How to test database update

Soon, we’ll be upgrading our current PBSPro 13 to 19.2.1 and are concerned about carrying the database forward, due to unpleasant experiences seen doing a naive update on a test cluster.

Assume we want to keep the outage associated with this upgrade as short as possible. So, we want to try everything ahead of time on a test host. Something like:

  • Clone the production server to a test server, including PBS_EXEC and PBS_HOME.
  • Make sure the postgres “hstore” extension is available.
  • Change /etc/pbs.conf on the test server to point to itself.
  • Fiddle the network connections so the test server cannot talk to real MoMs or COMMs.
  • Go through the Installation Guide section 6.6 steps on the test server, skipping the parts that apply to MoMs and COMM-only hosts.
  • Note that we will build and install from source, not RPMs.
    • Should we manually run “pbs_postinstall server” after the install?
  • Repeat, tweaking procedures until database update works.

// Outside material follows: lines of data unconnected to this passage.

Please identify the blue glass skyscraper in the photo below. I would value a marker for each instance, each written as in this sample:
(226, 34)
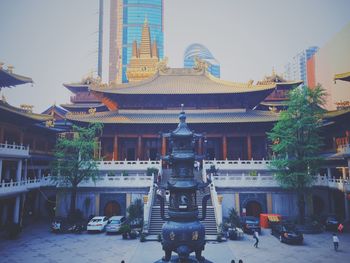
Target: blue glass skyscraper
(200, 51)
(126, 23)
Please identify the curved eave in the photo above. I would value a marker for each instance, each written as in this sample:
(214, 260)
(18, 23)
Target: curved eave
(182, 81)
(82, 106)
(8, 79)
(8, 109)
(76, 87)
(289, 84)
(171, 116)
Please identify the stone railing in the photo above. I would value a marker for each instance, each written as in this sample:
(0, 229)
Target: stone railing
(14, 150)
(9, 188)
(129, 165)
(237, 164)
(148, 201)
(344, 149)
(128, 181)
(245, 180)
(217, 206)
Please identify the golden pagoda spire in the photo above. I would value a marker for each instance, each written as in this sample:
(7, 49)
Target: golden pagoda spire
(134, 49)
(145, 46)
(154, 49)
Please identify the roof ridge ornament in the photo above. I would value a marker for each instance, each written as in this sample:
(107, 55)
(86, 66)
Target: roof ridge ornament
(199, 64)
(162, 65)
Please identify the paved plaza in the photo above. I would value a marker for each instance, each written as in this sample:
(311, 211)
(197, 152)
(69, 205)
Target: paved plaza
(37, 244)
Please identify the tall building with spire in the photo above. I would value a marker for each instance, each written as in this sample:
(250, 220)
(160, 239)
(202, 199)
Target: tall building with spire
(144, 59)
(126, 25)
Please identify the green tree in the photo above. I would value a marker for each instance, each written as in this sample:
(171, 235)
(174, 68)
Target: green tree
(73, 159)
(297, 142)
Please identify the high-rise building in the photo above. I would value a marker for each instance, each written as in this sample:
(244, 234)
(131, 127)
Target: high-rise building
(201, 52)
(296, 69)
(126, 22)
(144, 60)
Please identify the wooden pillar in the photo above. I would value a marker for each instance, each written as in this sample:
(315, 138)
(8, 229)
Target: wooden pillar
(21, 135)
(2, 135)
(200, 146)
(139, 148)
(163, 146)
(97, 204)
(115, 148)
(269, 203)
(224, 147)
(249, 147)
(237, 206)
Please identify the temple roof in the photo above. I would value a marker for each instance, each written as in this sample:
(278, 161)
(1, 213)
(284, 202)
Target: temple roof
(8, 79)
(77, 87)
(82, 105)
(54, 109)
(7, 108)
(182, 81)
(342, 76)
(171, 116)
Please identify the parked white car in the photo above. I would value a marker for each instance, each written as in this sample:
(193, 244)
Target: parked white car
(98, 223)
(114, 224)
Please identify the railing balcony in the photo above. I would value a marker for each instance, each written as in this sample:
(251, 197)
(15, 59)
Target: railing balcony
(129, 165)
(228, 165)
(246, 180)
(123, 181)
(344, 149)
(13, 150)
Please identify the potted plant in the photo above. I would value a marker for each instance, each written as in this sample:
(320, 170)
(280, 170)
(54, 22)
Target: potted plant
(143, 237)
(133, 234)
(125, 230)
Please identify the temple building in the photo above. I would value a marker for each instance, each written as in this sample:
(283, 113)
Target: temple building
(144, 59)
(26, 143)
(234, 118)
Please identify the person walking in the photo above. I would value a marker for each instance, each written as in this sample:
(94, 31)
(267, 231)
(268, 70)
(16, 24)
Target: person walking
(335, 242)
(256, 237)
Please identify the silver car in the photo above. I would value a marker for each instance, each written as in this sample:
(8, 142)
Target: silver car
(114, 224)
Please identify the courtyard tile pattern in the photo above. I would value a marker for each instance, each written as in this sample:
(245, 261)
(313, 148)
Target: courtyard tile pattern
(37, 244)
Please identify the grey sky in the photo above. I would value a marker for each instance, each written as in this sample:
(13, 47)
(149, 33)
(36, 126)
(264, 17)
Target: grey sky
(55, 41)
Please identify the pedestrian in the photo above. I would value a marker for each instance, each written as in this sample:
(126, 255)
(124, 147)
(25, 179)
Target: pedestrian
(256, 237)
(335, 242)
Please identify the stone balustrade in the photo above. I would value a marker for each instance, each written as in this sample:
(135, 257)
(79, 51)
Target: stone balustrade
(246, 180)
(237, 164)
(14, 150)
(344, 149)
(124, 181)
(137, 165)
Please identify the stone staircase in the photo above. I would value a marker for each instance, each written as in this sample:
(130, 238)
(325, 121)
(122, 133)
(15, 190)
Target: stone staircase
(156, 221)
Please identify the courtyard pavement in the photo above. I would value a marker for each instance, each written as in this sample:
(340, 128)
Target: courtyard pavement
(37, 244)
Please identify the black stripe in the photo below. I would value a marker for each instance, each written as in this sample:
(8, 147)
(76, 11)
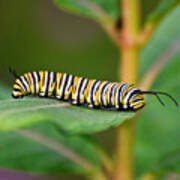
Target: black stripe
(38, 76)
(47, 85)
(72, 82)
(102, 91)
(61, 78)
(91, 93)
(111, 91)
(54, 81)
(65, 84)
(92, 101)
(134, 92)
(23, 84)
(79, 90)
(16, 90)
(34, 83)
(26, 81)
(85, 87)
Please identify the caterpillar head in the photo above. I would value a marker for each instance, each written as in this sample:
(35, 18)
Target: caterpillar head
(18, 87)
(132, 99)
(18, 91)
(136, 101)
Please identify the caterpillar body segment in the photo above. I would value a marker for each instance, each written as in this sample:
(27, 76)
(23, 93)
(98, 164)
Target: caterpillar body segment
(78, 90)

Does using a test host this way sound do-able? Is there a simpler way?

If you are not interested in preserving the job-id sequence and accounting logs , but only the configuration , then you can follow the below steps:

On the PBS Pro 13.x :

  1. qmgr -c “print server” > print_server.txt
  2. qmgr -c “print node @default” > print_node.txt
  3. qmgr -c “print sched @default” > print_sched.txt
  4. $PBS_HOME/server_priv/resourcedef # backup this file
  5. $PBS_HOME/sched_priv/sched_config # backup this file
  6. $PBS_HOME/server_priv/hooks #backup this file
  7. Take a backup of /etc/pbs.conf

Deploy PBS Pro 19.x on the test cluster

Make sure the PBS Server is up and running , so that you can import the configuration of PBS Pro 13.x as below into 19.x

a. qmgr < print_server.txt
b. qmgr < print_node.txt ( make sure the /etc/hosts file has all the hostname of the compute nodes)
c. qmgr < print_sched.txt
d. copy the $PBS_HOME/sched_priv/sched_config to the same location ( back-up the original)
e. adjust the attributes /etc/pbs.conf to suite the new cluster
d. restart the pbs services

Another way:

  1. Take a pgdump of the PBS Pro 13.x
  2. Install PBS Pro 19.x on the test cluster
  3. import the dump in the postgres

Hope this helps

As I expected, a straight update using the old database did not go well.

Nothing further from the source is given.